Answer:
C. (6,-4)
Step-by-step explanation:
y = ax^2 + bx + c
1. expand (x-8)(x-4) using the FOIL rule or the box method or the distribution rule
(x-8)(x-4) = x(x-4)-8(x-4)
(x-8)(x-4) = x*x+x*(-4)-8*x-8*(-4)
(x-8)(x-4) = x^2-4x-8x+32
(x-8)(x-4) = x^2-12x+32
x^2-12x+32
x^2-12x+32 is the same as 1x^2+(-12x)+32 which is in the form ax^2+bx+c. We know that a = 1, b = -12, c = 32
2. Use the values of a and b to find the value of h, which is the x coordinate of the vertex
h = -b/(2*a)
h = -(-12)/(2*1)
h = 12/2
h = 6
3. This is plugged back into the original function to find the y coordinate of the vertex.
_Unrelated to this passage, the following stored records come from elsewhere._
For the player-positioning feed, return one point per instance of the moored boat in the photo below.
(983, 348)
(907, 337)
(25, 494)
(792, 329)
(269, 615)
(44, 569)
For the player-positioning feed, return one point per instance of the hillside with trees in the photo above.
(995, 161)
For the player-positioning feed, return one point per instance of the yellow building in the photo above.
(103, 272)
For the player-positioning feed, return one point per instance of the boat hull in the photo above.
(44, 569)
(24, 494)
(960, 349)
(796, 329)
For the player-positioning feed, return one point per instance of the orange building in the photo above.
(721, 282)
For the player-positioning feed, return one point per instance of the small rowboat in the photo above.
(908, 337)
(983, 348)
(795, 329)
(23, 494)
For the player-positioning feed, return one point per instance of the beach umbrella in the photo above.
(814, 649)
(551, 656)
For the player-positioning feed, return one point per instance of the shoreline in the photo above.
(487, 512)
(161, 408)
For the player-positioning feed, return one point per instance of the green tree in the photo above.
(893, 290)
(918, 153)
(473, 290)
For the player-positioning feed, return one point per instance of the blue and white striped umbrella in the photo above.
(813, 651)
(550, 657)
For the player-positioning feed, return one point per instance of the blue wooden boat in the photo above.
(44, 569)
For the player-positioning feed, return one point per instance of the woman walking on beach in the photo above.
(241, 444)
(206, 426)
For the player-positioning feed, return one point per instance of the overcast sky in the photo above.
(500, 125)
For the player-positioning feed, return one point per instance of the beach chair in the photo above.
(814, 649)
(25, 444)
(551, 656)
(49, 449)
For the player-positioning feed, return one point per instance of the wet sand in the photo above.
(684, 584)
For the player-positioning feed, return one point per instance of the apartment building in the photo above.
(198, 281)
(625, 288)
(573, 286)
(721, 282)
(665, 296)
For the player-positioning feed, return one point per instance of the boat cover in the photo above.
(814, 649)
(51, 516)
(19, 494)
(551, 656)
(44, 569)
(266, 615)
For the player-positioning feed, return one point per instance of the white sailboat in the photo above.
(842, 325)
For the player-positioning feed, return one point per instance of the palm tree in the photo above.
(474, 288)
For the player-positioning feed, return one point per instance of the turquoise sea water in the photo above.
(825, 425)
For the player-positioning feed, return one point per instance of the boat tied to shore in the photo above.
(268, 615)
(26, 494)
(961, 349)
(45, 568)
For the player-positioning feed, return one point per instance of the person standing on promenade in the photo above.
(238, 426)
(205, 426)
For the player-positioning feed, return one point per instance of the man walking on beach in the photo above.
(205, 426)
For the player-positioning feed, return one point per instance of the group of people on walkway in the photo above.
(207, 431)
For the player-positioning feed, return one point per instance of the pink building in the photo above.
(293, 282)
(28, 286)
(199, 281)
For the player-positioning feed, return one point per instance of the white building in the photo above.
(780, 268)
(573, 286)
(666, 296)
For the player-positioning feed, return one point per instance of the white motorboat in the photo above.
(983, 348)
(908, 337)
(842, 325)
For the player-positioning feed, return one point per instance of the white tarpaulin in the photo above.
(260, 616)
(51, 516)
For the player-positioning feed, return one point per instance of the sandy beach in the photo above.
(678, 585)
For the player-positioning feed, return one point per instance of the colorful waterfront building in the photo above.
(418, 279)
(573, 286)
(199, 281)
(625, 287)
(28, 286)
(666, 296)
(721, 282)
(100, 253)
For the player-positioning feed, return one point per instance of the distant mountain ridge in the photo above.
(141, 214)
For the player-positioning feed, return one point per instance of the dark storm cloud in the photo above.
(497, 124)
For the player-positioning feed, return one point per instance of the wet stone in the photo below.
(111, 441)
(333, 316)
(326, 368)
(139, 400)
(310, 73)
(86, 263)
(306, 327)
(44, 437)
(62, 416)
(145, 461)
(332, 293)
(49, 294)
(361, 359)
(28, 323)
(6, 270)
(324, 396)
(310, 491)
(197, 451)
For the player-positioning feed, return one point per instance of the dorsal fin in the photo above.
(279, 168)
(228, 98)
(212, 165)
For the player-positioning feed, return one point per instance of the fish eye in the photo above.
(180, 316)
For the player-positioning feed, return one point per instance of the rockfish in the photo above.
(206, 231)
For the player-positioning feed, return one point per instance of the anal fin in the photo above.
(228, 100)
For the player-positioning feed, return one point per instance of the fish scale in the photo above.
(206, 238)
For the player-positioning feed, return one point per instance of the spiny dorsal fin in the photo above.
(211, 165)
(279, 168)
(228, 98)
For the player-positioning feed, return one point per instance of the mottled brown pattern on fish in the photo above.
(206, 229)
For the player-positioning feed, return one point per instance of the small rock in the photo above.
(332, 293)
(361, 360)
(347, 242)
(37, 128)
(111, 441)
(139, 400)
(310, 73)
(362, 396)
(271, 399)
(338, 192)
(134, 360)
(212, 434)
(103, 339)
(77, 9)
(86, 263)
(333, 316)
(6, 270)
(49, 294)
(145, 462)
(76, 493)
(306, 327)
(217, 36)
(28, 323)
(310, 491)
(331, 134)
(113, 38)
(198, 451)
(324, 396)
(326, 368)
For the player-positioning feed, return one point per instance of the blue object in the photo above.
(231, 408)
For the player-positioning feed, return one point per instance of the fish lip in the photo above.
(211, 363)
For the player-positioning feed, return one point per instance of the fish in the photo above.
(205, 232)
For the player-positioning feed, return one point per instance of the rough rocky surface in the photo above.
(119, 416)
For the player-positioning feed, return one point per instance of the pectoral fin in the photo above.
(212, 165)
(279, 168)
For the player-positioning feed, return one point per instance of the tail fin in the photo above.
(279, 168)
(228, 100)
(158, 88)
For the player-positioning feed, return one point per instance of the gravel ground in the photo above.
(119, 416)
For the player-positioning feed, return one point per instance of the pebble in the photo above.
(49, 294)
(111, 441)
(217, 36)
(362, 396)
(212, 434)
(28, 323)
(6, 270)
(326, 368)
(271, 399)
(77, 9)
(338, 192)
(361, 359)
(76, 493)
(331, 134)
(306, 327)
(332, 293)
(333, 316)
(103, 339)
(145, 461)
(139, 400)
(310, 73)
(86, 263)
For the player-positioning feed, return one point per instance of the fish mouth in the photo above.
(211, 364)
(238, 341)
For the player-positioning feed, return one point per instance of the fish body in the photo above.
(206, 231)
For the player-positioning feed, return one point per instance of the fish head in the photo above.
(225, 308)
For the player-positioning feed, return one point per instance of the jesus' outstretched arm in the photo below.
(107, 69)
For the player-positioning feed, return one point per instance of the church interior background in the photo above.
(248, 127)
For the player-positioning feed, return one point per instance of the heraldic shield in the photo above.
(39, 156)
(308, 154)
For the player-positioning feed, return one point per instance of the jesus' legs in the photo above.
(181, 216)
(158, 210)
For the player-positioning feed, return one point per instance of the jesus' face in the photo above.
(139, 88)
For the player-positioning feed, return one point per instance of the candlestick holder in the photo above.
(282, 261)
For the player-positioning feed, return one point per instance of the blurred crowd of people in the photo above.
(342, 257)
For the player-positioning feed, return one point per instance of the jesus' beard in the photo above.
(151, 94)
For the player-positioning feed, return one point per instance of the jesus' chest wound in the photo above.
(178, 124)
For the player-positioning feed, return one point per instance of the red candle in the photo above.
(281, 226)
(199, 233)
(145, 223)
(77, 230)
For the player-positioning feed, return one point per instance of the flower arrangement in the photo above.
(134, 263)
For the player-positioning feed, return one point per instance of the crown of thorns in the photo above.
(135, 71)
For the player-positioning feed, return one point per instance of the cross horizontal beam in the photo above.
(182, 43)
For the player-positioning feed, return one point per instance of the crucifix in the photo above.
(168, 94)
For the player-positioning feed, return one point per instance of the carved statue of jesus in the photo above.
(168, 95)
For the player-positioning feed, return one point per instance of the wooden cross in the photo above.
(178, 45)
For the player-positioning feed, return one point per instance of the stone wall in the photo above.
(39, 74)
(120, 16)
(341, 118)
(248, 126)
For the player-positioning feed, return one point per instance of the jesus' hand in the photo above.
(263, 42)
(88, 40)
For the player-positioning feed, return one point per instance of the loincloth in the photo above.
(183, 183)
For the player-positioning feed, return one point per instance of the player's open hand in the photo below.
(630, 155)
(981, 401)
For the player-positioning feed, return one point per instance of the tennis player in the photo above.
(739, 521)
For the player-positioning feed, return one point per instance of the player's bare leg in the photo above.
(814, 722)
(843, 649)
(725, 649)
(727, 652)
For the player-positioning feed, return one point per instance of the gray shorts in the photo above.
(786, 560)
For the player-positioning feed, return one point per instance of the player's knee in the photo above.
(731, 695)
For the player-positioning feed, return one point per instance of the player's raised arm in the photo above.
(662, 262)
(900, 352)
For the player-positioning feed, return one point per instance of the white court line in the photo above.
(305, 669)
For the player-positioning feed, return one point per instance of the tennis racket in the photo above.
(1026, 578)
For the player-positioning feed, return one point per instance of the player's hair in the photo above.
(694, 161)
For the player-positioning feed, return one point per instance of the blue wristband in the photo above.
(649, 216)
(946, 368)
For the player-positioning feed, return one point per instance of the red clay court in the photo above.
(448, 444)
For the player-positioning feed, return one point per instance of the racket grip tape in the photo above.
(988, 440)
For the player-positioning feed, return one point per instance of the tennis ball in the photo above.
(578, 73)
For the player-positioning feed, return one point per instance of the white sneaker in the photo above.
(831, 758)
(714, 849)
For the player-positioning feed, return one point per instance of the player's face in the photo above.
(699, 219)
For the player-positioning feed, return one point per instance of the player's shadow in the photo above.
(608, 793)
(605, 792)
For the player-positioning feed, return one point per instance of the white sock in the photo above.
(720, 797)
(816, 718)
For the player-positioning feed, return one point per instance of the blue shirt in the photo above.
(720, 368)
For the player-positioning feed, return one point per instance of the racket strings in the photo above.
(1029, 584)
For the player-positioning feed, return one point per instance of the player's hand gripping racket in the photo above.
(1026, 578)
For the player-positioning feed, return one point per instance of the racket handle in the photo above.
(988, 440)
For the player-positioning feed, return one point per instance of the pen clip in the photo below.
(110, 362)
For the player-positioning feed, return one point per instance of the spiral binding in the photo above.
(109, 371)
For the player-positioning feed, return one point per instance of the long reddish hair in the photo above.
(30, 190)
We can use either (x-8)(x-4) or x^2-12x+32 since they are equivalent expressions
k = y coordinate of vertex
k = f(h) = f(6) since h = 6
f(x) = (x-8)(x-4)
f(6) = (6-8)(6-4)
f(6) = (-2)(2)
f(6) = -4
keep in mind/note that
f(x) = x^2-12x+32
f(6) = (6)^2-12(6)+32
f(6) = 36-72+32
f(6) = -36+32
f(6) = -4
you get the same result using either expression
k = f(h) = f(6) = -4
Because h = 6 and k = -4, the vertex is (h,k) = (6,-4).